There was a good man of the church, a poor parish Priest, but rich in holy thoughts and works. He was also a learned man, a cleric, who wished to preach Christ´s gospel truly and to teach the parishioners devoutly. He was benign, wonderfully diligent, and extremely patient in adversity, as he had proved many times. He did not at all like to have anyone excommunicated for non-payment of tithes; rather, he would give, without doubt, a portion of the offering and also of his salary to the poor parishioners. He needed little to fill his own needs. His parish was wide and the houses far apart, but he never failed, rain or shine, sick or well, to visit the farthest in his parish, be rich or poor, travelling on foot with a staff in his hand. To his congregation he gave this noble example: first he practiced good deeds, and afterward he preached them. He took this idea from the gospels, and added to it another: if gold rust, what shall iron do? For if a priest whom we trust is not worthy, it is no wonder that an ignorant man sins.

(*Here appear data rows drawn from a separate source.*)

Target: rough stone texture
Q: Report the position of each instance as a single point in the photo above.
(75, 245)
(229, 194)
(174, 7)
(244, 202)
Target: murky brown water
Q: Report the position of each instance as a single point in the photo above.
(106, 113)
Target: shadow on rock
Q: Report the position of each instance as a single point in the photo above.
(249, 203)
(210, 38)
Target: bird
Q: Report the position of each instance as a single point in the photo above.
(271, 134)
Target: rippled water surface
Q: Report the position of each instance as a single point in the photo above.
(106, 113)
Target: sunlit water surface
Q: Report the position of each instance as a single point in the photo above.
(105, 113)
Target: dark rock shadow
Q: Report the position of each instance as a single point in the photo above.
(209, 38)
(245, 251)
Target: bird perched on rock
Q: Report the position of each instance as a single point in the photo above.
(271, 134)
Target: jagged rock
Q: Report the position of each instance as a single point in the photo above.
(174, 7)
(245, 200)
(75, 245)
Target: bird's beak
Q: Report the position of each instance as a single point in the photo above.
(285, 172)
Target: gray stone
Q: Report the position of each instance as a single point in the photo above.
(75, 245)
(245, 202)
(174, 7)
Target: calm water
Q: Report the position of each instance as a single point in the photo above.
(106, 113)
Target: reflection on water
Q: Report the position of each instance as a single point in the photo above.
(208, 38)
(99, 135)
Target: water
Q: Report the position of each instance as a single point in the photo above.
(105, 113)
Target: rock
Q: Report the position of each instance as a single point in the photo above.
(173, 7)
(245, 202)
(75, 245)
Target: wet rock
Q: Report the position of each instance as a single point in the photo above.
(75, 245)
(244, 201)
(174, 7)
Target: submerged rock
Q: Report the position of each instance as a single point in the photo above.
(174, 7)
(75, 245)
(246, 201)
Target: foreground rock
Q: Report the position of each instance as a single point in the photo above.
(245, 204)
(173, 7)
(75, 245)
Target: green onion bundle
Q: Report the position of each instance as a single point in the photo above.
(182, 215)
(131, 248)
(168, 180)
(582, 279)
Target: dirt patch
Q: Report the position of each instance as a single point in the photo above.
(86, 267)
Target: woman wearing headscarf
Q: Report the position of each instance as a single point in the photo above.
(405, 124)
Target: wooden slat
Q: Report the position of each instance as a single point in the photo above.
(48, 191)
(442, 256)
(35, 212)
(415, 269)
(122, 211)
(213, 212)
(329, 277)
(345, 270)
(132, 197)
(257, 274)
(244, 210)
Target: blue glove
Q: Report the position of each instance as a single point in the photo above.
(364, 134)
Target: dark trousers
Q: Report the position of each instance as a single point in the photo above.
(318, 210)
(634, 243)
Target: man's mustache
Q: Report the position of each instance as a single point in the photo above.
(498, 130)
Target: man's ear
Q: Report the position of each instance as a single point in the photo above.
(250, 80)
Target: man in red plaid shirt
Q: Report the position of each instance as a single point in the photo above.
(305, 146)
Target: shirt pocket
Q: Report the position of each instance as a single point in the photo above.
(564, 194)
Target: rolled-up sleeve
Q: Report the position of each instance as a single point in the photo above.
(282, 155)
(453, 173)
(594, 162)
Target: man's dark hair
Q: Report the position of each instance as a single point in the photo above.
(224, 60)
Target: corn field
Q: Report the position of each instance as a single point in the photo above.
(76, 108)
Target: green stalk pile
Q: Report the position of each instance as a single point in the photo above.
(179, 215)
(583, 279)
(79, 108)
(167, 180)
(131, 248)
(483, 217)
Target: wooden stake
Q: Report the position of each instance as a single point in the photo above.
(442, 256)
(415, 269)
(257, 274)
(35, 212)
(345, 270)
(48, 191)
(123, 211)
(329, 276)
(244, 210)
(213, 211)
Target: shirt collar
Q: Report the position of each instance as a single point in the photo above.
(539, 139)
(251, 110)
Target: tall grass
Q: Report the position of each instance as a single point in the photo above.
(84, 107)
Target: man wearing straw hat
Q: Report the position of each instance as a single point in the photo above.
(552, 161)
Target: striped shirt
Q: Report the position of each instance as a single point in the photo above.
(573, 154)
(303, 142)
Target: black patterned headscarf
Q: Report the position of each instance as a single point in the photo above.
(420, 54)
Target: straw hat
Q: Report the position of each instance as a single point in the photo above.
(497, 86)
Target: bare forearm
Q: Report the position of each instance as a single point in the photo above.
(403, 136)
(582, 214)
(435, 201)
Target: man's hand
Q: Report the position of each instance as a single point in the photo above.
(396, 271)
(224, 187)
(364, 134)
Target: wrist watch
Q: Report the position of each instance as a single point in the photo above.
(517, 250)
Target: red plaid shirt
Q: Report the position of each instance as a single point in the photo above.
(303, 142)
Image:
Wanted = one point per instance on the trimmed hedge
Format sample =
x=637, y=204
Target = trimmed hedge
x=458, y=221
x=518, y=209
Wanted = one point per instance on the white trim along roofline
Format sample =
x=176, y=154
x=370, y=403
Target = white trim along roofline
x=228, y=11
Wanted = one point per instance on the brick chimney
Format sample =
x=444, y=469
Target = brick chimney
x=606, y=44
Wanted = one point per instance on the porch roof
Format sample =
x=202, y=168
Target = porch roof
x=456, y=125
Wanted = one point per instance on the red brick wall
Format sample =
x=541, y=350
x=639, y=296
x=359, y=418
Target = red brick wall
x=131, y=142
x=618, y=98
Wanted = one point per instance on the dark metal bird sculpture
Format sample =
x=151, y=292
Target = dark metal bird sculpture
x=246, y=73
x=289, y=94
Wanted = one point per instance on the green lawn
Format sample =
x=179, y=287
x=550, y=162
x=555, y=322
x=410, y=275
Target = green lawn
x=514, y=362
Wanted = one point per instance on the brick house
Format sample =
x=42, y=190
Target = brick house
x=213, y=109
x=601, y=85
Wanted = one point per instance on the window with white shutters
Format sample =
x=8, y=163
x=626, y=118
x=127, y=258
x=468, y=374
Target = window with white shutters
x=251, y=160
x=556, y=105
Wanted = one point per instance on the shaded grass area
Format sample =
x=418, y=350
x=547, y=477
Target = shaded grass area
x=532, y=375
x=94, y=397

And it is a shame, if a priest only realizes it, to see a wicked priest and a godly congregation. Surely a parson should set an example by his godliness as to how his parishioners should live. This Priest did not hire out his benefice and leave his people in difficulties while he ran off to St. Paul´s in London to look for an endowment singing masses for the dead, or to be retained by a guild. He stayed at home and guarded his parish well so that evil did not corrupt it. He was a pastor and not a mercenary. And yet, though he himself was holy and virtuous, he was not contemptuous of sinners, nor overbearing and proud in his talk; rather, he was discreet and kind in his teaching. His business was to draw folk to heaven by fairness and by setting a good example. But if any sinner, whether of high or low birth, was obstinate, this Parson would at once rebuke him for it sharply. I don´t believe there is a better priest anywhere. He cared nothing for pomp and reverence, nor did he affect an overly nice conscience; he taught the lore of Christ and His twelve Apostles, but first he followed it himself.

Having heard Wes Baker speak at our church, I know that the Peru Mission sincerely seeks to have a ministry that has much in common with Chaucer's exemplary parish priest.